Menurut keterangan yang paling shahih, bahwa hukum aqiqah itu hanyalah sunnah. Maka apabila dapat mengikuti ketentuan sunnah aqiqah hari ketujuh itu adalah lebih baik.
Namun andaikata terpaksa, dan tidak dapat melaksanakannya karena tidak ada kelapangan rezeki dan lainnya, maka tidak ada dosa atau tuntutan apapun atasnya. Tidak boleh memaksakan diri dalam hal agama apabila tidak ada kemampuan. Selain itu yang harus diperhatikan adalah caranya, waktunya dan niatnya, apakah sudah sesuai dengan petunjuk Rasulullah shallallahu ‘Alaihi Wa sallam.
Dalil melakukan aqiqah adalah sunnah, berdasarkan hadits berikut:
Telah berkata ‘Amr ibnu al Ash bahwa nabi pernah bersabda :”Barangsiapa suka akan mengaqiqahkan anaknya, maka kerjakanlah.” (HR. Ahmad, Abu Daud, Nasa’i dan Mundziri)
Adapun sunnahnya aqiqah adalah pada hari ke tujuh dari hari lahir anak tersebut, berdasarkan riwayat ini:Telah berkata ‘Aisyah : Rasulullah Shallallahu Alaihi wa Sallam itu pernah mengaqiqahkan untuk Hasan dan Husin pada hari ke tujuhnya…(HR. Ibnu Hibban, Hakim, dan Baihaqi)
Telah berkata Samurah : Nabi Shallallahu Alaihi wa Sallam telah bersabda : “Tiap-tiap anak itu tergadai dengan aqiqahnya yang disembelih untuk dia pada hari ketujuhnya, dan dihari itu ia diberi nama dan dicukur rambut kepalanya.” (HR. Ahmad, Abu Dawud, Tirmidzi, Nasa’I, Ibnu Majah, Baihaqi dan Hakim)
Dengan keterangan dua hadits di atas tersebut, nyatalah bahwa menurut sunnah nabi, aqiqah itu pada hari ke tujuhnya. Dan jika aqiqah itu dilakukan pada sebelum hari ke tujuhnya atau pada hari sesudahnya, apalagi setelah bertahun-tahun sesudahnya, maka itu tidak secara sunnah.

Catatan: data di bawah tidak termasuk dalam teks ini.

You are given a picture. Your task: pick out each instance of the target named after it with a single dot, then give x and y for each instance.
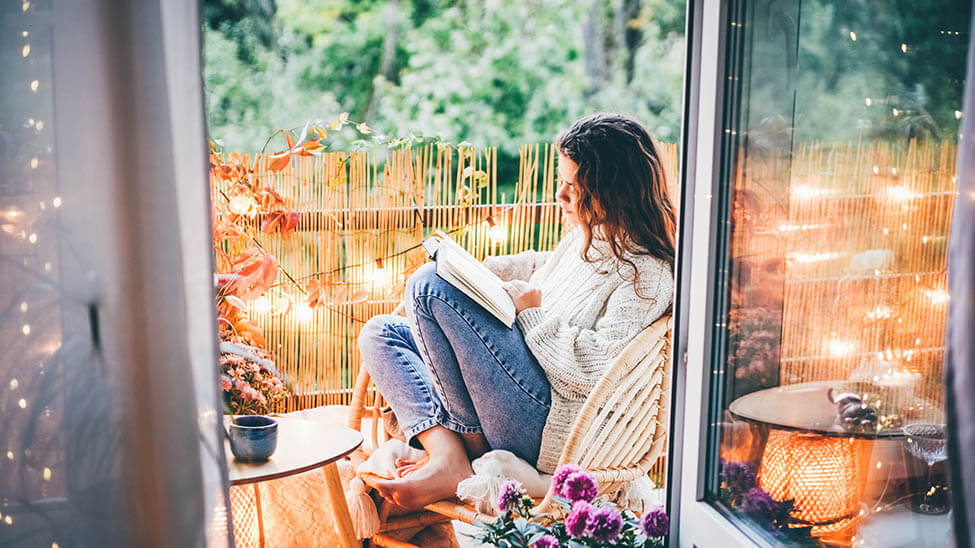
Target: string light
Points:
(937, 296)
(813, 257)
(303, 312)
(901, 193)
(840, 347)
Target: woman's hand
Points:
(523, 295)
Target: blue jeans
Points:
(458, 367)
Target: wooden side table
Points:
(303, 445)
(807, 457)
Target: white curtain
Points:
(109, 434)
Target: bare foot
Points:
(405, 465)
(435, 480)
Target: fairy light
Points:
(498, 233)
(937, 296)
(242, 205)
(840, 347)
(901, 193)
(303, 312)
(260, 306)
(813, 257)
(807, 191)
(880, 313)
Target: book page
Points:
(466, 273)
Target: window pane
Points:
(838, 163)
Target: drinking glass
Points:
(929, 443)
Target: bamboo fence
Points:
(362, 216)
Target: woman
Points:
(461, 383)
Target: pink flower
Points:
(580, 486)
(605, 525)
(561, 474)
(656, 523)
(511, 494)
(578, 518)
(547, 541)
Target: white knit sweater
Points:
(589, 312)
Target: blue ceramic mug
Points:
(253, 438)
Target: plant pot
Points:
(253, 438)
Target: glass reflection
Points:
(838, 162)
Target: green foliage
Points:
(500, 73)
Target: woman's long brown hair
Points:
(622, 188)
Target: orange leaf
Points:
(279, 163)
(271, 221)
(290, 222)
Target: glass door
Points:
(822, 143)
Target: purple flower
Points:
(758, 501)
(562, 473)
(738, 477)
(580, 486)
(578, 518)
(656, 523)
(511, 493)
(547, 541)
(605, 525)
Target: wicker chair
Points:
(618, 435)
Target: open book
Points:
(461, 270)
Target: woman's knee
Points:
(423, 280)
(375, 334)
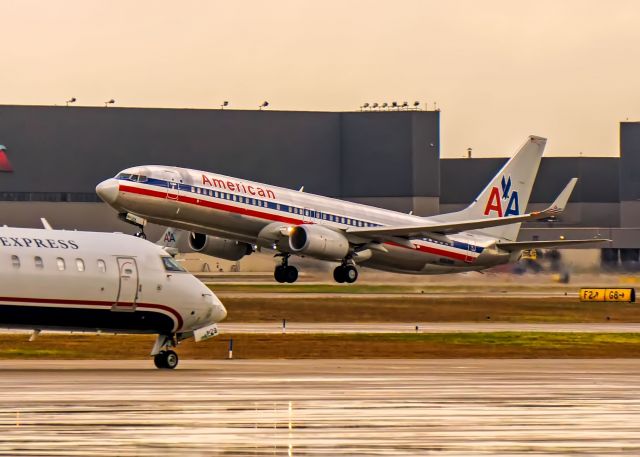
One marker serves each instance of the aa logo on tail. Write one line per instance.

Telah berkata Abu Buraidah : Nabi Shallallahu Alaihi wa Sallam pernah bersabda :
“Aqiqah itu disembelih pada hari ke tujuhnya, atau ke empat belasnya, atau ke dua puluh satunya. (HR. Baihaqi dan Thabrani)

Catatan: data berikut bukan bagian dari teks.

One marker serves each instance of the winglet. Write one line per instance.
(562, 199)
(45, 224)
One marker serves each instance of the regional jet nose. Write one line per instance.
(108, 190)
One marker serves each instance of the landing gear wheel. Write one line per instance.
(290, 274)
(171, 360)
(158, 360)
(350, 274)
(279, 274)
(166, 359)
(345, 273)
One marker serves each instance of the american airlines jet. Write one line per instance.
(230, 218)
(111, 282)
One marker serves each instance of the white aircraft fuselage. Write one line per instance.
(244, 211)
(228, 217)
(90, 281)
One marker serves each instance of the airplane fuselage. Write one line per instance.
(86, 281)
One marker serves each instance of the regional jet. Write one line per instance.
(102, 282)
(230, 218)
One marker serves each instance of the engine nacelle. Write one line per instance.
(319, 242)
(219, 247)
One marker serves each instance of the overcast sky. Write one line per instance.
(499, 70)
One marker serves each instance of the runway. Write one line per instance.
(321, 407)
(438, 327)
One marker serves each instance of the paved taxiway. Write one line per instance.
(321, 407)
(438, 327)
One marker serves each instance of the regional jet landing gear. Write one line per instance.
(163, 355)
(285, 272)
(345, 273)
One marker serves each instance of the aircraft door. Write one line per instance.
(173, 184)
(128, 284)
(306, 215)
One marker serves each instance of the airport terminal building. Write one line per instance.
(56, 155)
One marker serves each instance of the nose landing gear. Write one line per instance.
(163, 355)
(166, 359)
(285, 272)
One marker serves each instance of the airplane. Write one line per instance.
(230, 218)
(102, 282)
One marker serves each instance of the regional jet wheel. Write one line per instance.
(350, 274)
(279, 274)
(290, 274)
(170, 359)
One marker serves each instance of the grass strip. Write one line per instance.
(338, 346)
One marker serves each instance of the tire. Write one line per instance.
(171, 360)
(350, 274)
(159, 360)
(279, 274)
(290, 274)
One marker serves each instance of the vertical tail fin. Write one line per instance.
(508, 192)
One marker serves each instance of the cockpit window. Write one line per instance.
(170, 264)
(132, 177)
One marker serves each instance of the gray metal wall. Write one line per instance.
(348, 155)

Telah berkata Anas : Bahwasanya Nabi Shallallahu Alaihi wa Sallam itu pernah mengaqiqahkan untuk dirinya setelah menjadi Rasul. (HR. Baihaqi, Bazzar, Muhammad bin Abdul Malik bin Aiman, Thabrani dan Khallal)
Kedua hadits ini seringkali dibuat dalil oleh sebagian ulama atas sunnahnya aqiqah pada selain hari ke tujuhnya.

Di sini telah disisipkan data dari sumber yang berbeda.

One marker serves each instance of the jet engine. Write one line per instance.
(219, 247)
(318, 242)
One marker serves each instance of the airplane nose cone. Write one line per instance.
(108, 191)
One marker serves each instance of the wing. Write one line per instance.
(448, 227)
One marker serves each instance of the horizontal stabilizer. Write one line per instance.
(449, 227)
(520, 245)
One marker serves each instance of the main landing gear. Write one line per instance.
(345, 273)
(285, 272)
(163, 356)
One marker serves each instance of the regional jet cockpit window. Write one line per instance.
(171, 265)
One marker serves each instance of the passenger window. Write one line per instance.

Telah berkata Abu Buraidah : Nabi Shallallahu Alaihi wa Sallam pernah bersabda : “Aqiqah itu disembelih pada hari ke tujuhnya, atau ke empat belasnya, atau ke dua puluh satunya. (HR. Baihaqi dan Thabrani). Dalam isnad hadits ini terdapat seorang yang bernama ISMAIL BIN MUSLIM, sedang dia itu telah dilemahkan oleh para imam, seperti Imam Ahmad, Abu Zar’ah dan Nasa’i.Telah berkata Anas : Bahwasanya Nabi Shallallahu Alaihi wa Sallam itu pernah mengaqiqahkan untuk dirinya setelah menjadi Rasul. (HR. Baihaqi, Bazzar, Muhammad bin Abdul Malik bin Aiman, Thabrani dan Khallal). Dalam isnad hadits ini terdapat nama ABDULLAH BIN MUHARRAR, dia itu telah dilemahkan oleh para imam, seperti Imam Ahmad, Imam Jauzjani, Daruquthni, Ibnu Hibban, Ibnu Ma’in. Demikian juga hadits yang senada yang telah diriwayatkan oleh Imam Abu Syaikh terdapat pada isnadnya tiga orang yang lemah : 1. ISMAIL BIN MUSLIM, 2. DAWUD IBNU MUHABBAR, 3. ABDULLAH IBNU MATSNA.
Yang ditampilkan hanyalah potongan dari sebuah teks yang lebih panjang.